Winter precipitation fell on the valley through Monday, starting with snow in the morning, which changed to sleet and/or freezing rain by the early evening. Ray Martin, a meteorologist with the National Weather Service in Sterling, said the mixed precipitation likely would continue to fall sporadically overnight.
“It’s gonna be off and on so it’s not going to be just non-stop, wall-to-wall icing,” Martin said. “But we are expecting continuing freezing precipitation until early (today) and then we expect it to gradually warm up and then hopefully should be above freezing.”
Heavy rain should move into the area by this morning, Martin said. Flooding might occur as a result of storm drains unable to take all the rain and from ice thawing on area waterways, Martin added.
Rain should move out later today. Temperatures are expected to rise into the 40s, possibly into the low 50s, Martin said. Precipitation should stop by tomorrow night but with temperatures dipping below freezing, Martin warned of potential icy spots on area roads.
“We haven’t issued any (flood) warnings yet,” Martin said. “Usually that’s a little closer when we’re very certain it’s going to happen ’cause ice jam flooding is tricky.
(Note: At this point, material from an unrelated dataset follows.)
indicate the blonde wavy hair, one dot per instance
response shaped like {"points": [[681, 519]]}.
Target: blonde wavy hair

It tends to be unpredictable.
“We know there’s a good potential for it to happen but exactly where and when, that’s a little tougher,” Martin added. “So once we have a better feel for that we’ll probably issue warnings.”
People can check out weather reports and updated forecasts for the region on the National Weather Service page at www.weather.gov/lwx.
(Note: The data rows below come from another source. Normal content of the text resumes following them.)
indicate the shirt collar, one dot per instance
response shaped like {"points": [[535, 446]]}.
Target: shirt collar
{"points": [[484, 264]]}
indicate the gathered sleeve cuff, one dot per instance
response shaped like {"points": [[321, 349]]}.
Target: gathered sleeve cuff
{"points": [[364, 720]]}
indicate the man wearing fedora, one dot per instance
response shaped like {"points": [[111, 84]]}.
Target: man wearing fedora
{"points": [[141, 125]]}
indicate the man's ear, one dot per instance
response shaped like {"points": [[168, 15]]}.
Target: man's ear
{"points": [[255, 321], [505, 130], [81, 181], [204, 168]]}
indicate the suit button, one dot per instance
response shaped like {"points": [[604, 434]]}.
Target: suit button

The region was spared heavier snows that fell in the eastern part of the state, Martin said. But the lower snowfall still made it tough for some drivers in the region. State police responded to at least 60 crashes in the Culpeper district that includes the Northern Shenandoah Valley, spokeswoman Corinne Geller said Monday afternoon.
The Virginia Department of Transportation advised early Monday afternoon that most roads in the Northern Shenandoah Valley were covered in snow. VDOT’s Staunton District, which includes the Northern Shenandoah Valley, put 850 pieces of equipment on the roads to tackle the storm. Crews plan to work 12-hour shifts, approximately 1,000 VDOT employees and contract workers per shift. VDOT also is working with utility and tree-trimming crews to handle downed trees or debris caused by icing.